Iowahawk Does Statistics—-Properly!

Thanks to the many readers who sent in this tip.

The Iowahawk, a.k.a. David Burge, the beloved assassin of pomposity and pretension has taken the often hysterical Paul “Global Warming Skeptics are Traitors” Krugman to task over education statistics.

It seems Krugman has taken the sides of the cowardly politicians (all Democrats1) in Wisconsin. You know, the ones who scurried away to Illinois (!) when they realized they would lose a vote. We musn’t be too harsh on these politicians, for their actions were instinctual, motivated by the same survival impulse that drives cockroaches to sprint for cover when the light comes on.

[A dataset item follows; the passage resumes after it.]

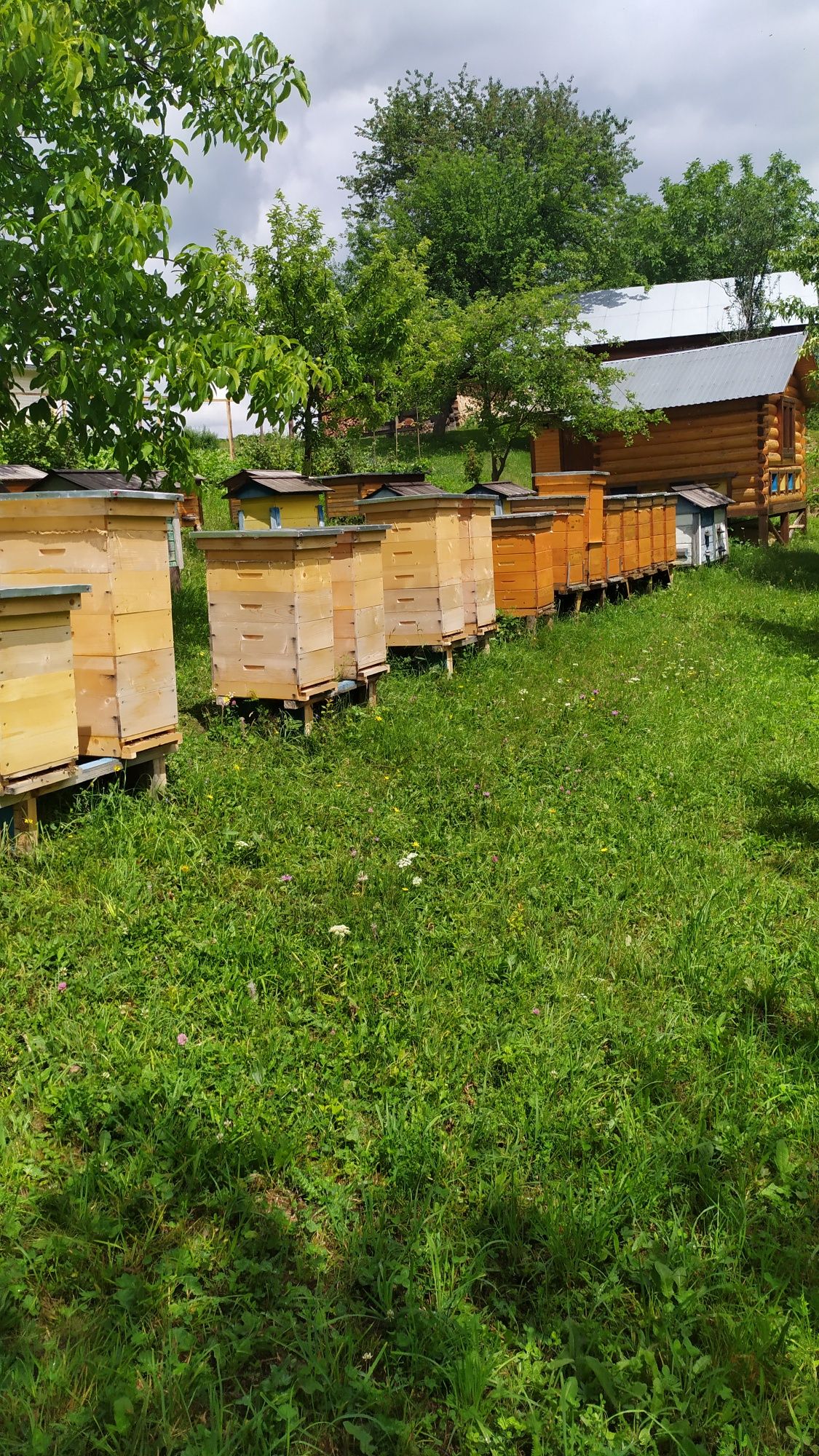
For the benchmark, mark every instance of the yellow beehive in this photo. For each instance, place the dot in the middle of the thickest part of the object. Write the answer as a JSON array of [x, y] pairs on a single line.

Incidentally, just like those nasty bugs, self-serving politicians cannot be eradicated by force. Poison is useless. Stomp on one and two more instantly appear. The only solution is to cut off their food supply: do not vote for them.

Anyway, Krugman, using sources known only to himself, “proved” that education outcomes were better in unionized Wisconsin then they were in non-unionized Texas. Thus, we should acceded to the demands of the Wisconsin activists who dictate that more money should be taken from the working people of that State and given to them.

The only thing Krugman did right was to take on a worthy target. Too bad everything he said was false or misleading. Burge found a hilarious admission from the Times’s ombudsman Daniel Okrent (click and read all Okrent has to say):

Op-Ed columnist Paul Krugman has the disturbing habit of shaping, slicing and selectively citing numbers in a fashion that pleases his acolytes but leaves him open to substantive assaults.

Not a bad euphemism for lying, that. One wonders how the lacrymose Krugman (“O! The planet!”) responded to his colleague’s disapprobation. Okrent says, “I didn’t give Krugman…the chance to respond before writing the last two paragraphs. I decided to impersonate an opinion columnist.”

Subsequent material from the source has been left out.